MLS course 2 week1 - layers and units in a layer

In handwritten digit recognition with forward propagation, the model has 3 layers.
layer 1 with 25 units/neurons, layer2 with 15 units and layer3 with 1 unit.

a) How is the number of layers decided for a given classification problem ?
b) For each layer, how is the number of units chosen?
Please help understand this.

Thanks much.

The number of layers and the number of units per layer are chosen by experimentation.

The goals are to create the simplest system possible that gives good-enough results. This helps to minimize the amount of time needed for training.

Hi, @Raghavendra_Medahal

These numbers are called hyperparameters alongside the learning rate or the \alpha. the definition of hyperparameters is that they don’t have a formal way of deciding the optimal values for them to use in a model whether classification or regression.
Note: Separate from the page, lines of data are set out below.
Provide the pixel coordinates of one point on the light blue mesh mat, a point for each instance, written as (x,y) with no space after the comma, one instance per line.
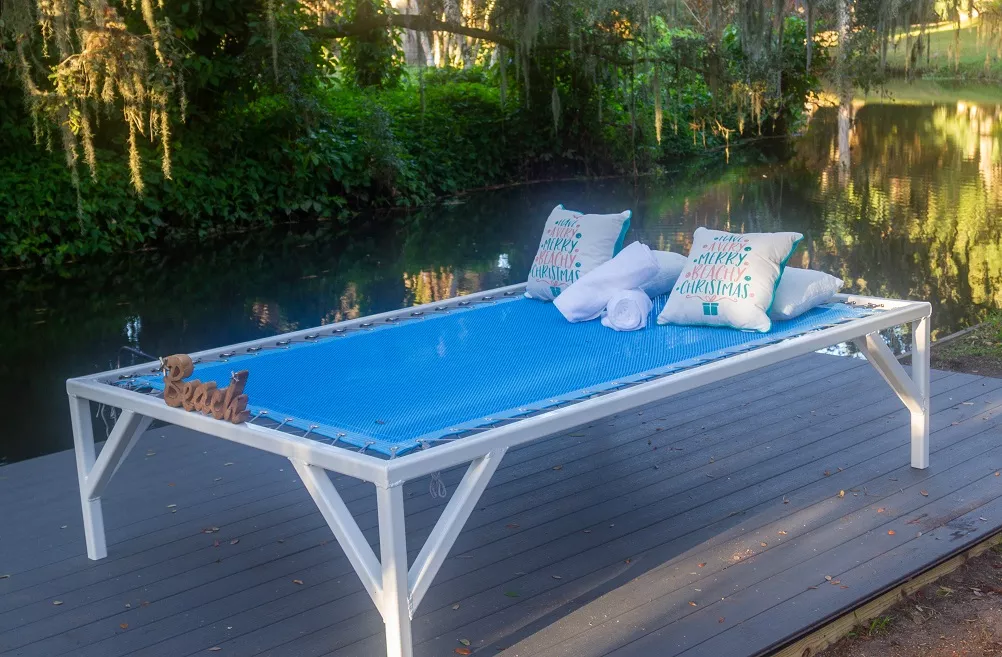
(393,388)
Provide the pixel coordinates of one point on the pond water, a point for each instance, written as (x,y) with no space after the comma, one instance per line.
(909,209)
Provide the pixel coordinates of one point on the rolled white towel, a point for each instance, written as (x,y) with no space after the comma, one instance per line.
(627,310)
(669,267)
(586,297)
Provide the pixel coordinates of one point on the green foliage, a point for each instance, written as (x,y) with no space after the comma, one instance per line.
(373,59)
(303,131)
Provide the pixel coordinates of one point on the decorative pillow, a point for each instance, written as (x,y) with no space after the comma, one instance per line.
(669,267)
(729,279)
(802,289)
(573,244)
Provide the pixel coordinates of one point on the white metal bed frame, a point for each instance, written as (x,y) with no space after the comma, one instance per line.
(395,588)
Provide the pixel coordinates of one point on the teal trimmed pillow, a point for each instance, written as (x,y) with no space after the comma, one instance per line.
(573,244)
(729,279)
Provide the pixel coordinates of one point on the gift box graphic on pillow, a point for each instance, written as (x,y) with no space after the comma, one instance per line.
(729,279)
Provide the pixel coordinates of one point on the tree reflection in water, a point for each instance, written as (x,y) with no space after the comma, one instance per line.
(915,214)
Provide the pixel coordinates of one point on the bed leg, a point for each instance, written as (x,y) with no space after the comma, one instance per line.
(83,447)
(393,556)
(920,375)
(912,390)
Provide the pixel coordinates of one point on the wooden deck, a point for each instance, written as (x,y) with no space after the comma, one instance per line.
(705,525)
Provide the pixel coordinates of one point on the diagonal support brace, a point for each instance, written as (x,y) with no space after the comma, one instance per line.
(345,529)
(882,359)
(449,525)
(129,427)
(913,391)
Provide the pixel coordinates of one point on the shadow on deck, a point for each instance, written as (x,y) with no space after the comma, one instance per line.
(708,524)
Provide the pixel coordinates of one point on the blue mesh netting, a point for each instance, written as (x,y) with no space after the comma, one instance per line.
(391,388)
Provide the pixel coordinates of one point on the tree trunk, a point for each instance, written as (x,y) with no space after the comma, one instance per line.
(809,15)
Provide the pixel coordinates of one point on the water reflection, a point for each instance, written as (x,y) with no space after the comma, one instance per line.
(913,214)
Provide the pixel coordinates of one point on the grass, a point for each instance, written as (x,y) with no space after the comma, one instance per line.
(926,92)
(984,342)
(940,59)
(979,352)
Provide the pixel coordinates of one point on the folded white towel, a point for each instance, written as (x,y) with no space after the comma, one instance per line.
(627,310)
(586,297)
(669,267)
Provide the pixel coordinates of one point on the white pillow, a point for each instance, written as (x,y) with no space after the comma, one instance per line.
(573,244)
(669,267)
(729,279)
(802,289)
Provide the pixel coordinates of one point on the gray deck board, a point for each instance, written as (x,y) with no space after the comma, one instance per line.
(735,464)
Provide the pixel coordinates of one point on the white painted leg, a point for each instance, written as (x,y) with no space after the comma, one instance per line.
(920,375)
(129,427)
(393,555)
(913,391)
(345,528)
(450,524)
(83,447)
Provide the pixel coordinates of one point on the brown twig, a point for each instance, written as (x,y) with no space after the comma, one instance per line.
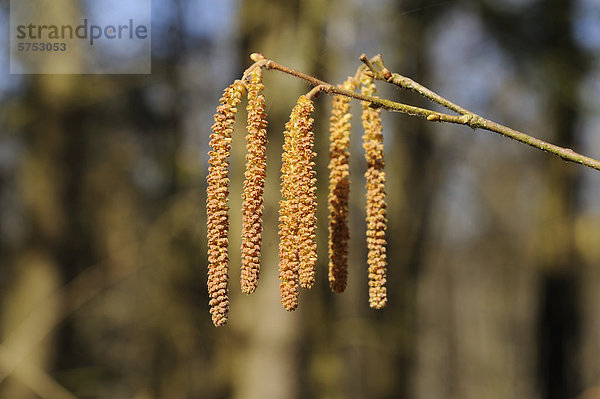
(464,117)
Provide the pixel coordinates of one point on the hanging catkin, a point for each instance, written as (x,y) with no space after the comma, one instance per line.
(216,202)
(252,198)
(297,245)
(339,188)
(376,206)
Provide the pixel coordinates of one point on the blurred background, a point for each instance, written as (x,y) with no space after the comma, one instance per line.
(494,247)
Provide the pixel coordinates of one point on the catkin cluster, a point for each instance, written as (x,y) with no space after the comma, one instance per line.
(216,202)
(376,206)
(297,244)
(339,189)
(297,220)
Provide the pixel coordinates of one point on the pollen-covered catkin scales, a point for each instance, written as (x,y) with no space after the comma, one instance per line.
(376,206)
(297,246)
(339,188)
(216,202)
(252,198)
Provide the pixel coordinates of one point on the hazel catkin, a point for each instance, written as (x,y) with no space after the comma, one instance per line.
(252,197)
(297,245)
(216,202)
(376,205)
(339,189)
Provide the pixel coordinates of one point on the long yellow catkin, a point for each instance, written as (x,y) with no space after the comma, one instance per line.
(376,206)
(297,245)
(252,197)
(216,202)
(339,189)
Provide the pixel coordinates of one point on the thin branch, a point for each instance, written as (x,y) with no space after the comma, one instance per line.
(465,117)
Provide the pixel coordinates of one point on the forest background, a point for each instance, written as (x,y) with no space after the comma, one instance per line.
(493,247)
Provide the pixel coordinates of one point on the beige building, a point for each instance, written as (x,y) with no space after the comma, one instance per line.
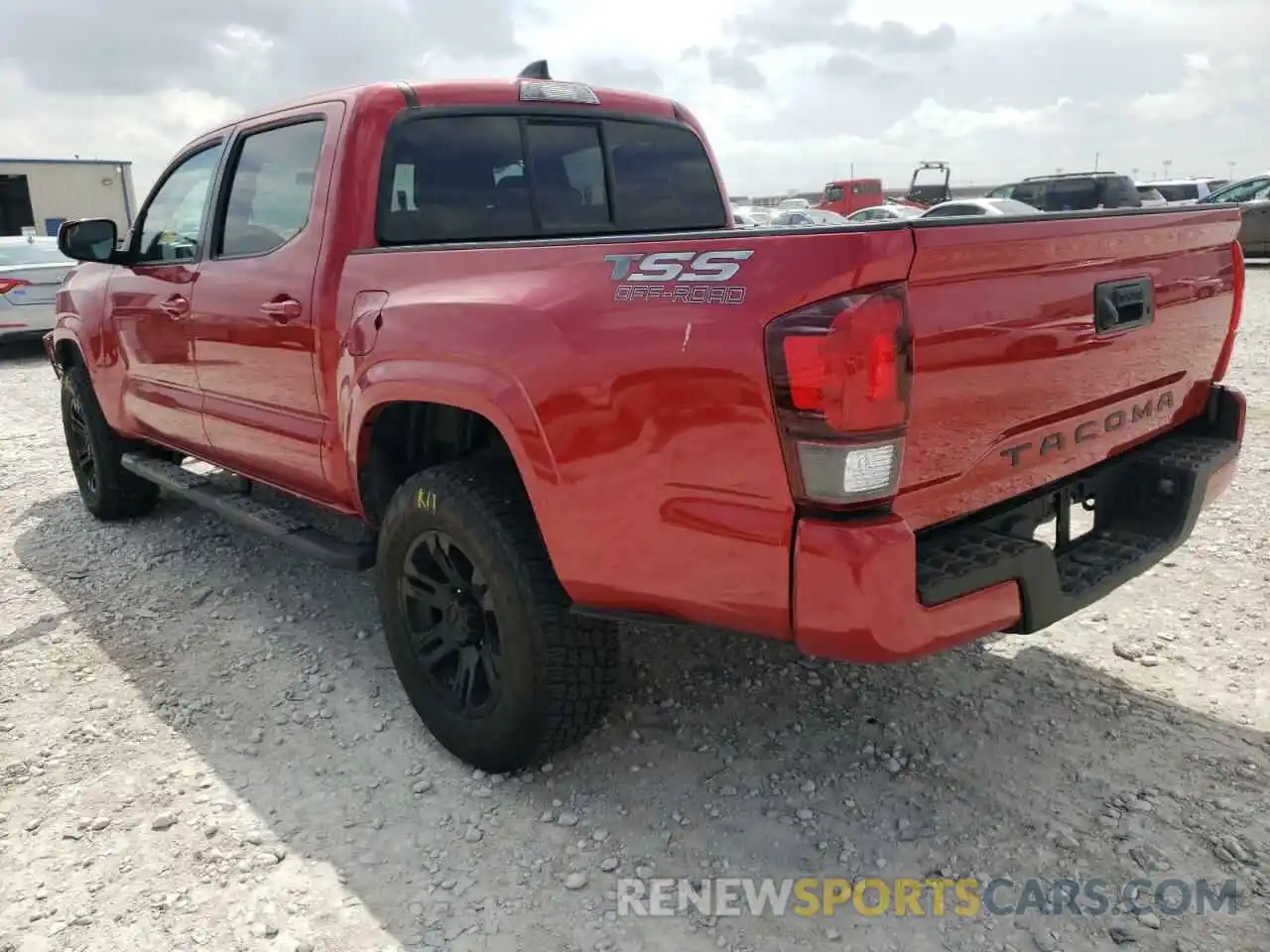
(42,193)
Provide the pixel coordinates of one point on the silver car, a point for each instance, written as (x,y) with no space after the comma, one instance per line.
(31,272)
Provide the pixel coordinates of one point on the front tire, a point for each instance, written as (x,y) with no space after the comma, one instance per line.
(108,490)
(479,627)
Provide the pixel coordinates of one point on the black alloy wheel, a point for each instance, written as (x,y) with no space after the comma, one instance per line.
(451,624)
(82,457)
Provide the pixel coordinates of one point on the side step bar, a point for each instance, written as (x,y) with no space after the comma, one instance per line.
(253,515)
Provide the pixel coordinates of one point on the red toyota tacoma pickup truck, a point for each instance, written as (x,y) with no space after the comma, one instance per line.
(507,327)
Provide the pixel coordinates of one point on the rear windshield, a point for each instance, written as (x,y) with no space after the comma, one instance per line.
(1179,193)
(1070,194)
(31,253)
(465,178)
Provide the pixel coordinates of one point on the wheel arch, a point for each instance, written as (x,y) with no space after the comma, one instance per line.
(429,414)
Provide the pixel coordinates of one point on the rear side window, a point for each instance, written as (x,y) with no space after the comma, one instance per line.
(475,178)
(1120,191)
(271,188)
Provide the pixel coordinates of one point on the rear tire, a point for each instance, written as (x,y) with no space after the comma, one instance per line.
(479,627)
(108,490)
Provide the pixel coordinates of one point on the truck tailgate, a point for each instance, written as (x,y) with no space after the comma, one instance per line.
(1016,384)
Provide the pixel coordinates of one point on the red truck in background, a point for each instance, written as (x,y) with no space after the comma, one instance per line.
(848,195)
(507,327)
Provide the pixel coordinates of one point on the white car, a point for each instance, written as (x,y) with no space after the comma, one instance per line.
(754,214)
(978,207)
(31,272)
(1187,190)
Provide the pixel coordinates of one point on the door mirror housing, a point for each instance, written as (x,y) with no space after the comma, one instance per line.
(89,240)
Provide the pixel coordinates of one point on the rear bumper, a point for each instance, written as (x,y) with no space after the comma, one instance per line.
(873,590)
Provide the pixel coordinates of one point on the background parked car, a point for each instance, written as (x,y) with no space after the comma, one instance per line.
(1187,190)
(31,272)
(884,212)
(760,216)
(1254,195)
(1074,191)
(978,207)
(807,217)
You will always end up using trials where you will try a collection of parameters usually known as grid_params which usually has the following shape

grid_params = {
"learning_rate": [0.0001, 0.001, 0.005],
"units" : [25, 20, 10],
"layers": [2, 3, 4],
}

and use of whatever package you just try different models with different values of these params this process is called GridSearch*. see sickit-learn GridSearchCV or Keras Tuner.

Best regards,
Moaz El-Essawey

@Raghavendra_Medahal ,

To add my two cents to what @TMosh and @Moaz_Elesawey have very well explained:

The number of nodes, and even the hidden layers, are determined by the architect of the NN: by you, by me, by the person or group that is creating the NN.

There are several options:

  1. You can get started with a known model which has been created by some researchers, and this model proposes already a certain amount of layers, and nodes inside of each layer.
  2. You can start from scratch.
    2.1 Assuming you are a very experienced ML designer, may be you’ll get started with a configuration that, from experience, it is the best layout for the task at hand.
    2.2 Assuming you are a novice, you may start with your best guess. For instance, 2 hidden layers, each with 4 nodes.
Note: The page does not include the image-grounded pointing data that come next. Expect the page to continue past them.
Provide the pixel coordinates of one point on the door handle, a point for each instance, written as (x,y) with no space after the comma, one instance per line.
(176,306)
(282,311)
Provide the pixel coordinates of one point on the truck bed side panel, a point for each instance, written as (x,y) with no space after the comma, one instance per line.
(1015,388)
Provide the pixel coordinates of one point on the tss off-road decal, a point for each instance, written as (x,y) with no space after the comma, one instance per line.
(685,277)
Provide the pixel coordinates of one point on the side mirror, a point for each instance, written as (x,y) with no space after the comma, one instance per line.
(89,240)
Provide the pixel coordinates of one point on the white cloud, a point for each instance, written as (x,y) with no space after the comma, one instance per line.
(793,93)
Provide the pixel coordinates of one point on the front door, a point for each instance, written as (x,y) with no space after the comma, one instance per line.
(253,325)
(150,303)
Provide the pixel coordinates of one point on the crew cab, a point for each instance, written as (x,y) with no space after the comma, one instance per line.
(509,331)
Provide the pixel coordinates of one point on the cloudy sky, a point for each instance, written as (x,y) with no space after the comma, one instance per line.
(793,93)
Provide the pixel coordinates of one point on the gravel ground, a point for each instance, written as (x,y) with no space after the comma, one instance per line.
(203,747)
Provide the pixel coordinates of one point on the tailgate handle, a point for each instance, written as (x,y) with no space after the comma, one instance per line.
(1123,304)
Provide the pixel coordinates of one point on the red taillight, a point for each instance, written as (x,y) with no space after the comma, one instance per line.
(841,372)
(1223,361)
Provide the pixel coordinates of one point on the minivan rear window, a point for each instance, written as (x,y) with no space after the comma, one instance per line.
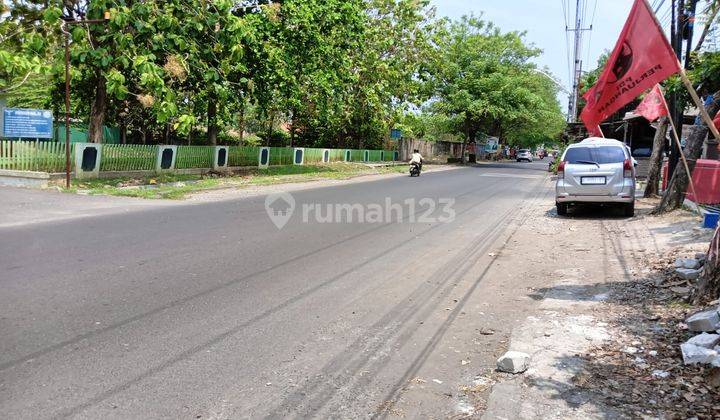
(601,154)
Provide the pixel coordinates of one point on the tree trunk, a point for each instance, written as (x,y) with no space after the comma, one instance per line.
(706,28)
(709,284)
(123,134)
(241,122)
(675,194)
(212,120)
(98,110)
(656,159)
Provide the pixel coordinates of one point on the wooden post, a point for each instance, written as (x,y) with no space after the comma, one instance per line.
(701,107)
(679,145)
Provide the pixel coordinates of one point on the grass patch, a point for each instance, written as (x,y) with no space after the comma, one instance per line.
(175,187)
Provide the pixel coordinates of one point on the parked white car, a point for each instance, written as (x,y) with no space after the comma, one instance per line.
(596,170)
(524,154)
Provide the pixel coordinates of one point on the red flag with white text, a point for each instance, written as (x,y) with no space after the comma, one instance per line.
(642,58)
(652,106)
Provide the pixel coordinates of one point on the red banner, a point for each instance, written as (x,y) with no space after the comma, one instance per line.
(642,58)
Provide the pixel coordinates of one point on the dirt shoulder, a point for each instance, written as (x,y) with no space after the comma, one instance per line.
(213,186)
(232,192)
(605,339)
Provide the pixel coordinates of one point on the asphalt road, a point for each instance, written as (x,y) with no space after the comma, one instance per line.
(209,310)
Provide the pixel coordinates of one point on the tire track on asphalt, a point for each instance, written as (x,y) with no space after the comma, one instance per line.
(342,369)
(195,349)
(398,389)
(203,293)
(381,335)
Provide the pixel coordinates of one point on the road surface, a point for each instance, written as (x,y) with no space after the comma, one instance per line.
(210,311)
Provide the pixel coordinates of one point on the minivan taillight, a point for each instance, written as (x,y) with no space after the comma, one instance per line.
(627,168)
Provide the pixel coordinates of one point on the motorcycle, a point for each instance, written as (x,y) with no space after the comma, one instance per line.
(414,169)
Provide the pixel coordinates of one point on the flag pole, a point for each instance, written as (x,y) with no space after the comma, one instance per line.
(688,84)
(679,145)
(701,107)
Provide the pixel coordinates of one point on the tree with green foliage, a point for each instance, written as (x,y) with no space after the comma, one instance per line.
(485,81)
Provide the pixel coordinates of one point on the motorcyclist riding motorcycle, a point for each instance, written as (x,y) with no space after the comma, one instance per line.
(416,160)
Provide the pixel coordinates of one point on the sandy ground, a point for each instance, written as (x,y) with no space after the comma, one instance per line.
(232,193)
(582,260)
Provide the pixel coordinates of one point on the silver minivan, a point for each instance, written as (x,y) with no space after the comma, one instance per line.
(596,170)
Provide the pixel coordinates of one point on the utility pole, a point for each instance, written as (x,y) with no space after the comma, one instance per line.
(690,22)
(577,62)
(676,111)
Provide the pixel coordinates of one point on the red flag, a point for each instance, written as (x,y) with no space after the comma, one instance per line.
(642,58)
(595,131)
(652,106)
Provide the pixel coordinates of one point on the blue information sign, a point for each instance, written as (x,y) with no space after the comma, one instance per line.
(27,123)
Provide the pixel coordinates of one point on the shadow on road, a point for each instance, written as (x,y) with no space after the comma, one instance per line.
(538,166)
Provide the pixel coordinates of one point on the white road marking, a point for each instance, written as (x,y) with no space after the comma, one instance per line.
(506,175)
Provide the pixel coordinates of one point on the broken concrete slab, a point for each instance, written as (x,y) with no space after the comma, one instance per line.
(691,263)
(693,354)
(705,340)
(708,320)
(687,273)
(513,362)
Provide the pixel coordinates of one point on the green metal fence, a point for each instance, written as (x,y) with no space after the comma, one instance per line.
(281,155)
(337,155)
(243,155)
(128,157)
(313,155)
(356,155)
(49,156)
(194,157)
(42,156)
(375,156)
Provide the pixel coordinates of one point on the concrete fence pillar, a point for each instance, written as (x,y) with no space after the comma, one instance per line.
(298,156)
(264,157)
(87,160)
(221,158)
(166,156)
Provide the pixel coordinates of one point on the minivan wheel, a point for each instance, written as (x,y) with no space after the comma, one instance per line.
(629,209)
(561,208)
In any case, you’ll design your NN, train it, and watch the results. If the results are not meeting your objectives, then you start ‘fine-tuning’ your architecture (although fine-tuning the data may be more important, but that’s another topic). At the end you will hopefully reach a design (number of layers, number of units inside each layer, etc) that meets your objective.

Cheers,

Juan

Thank you folks, for sharing your insights!

best,
Raghavendra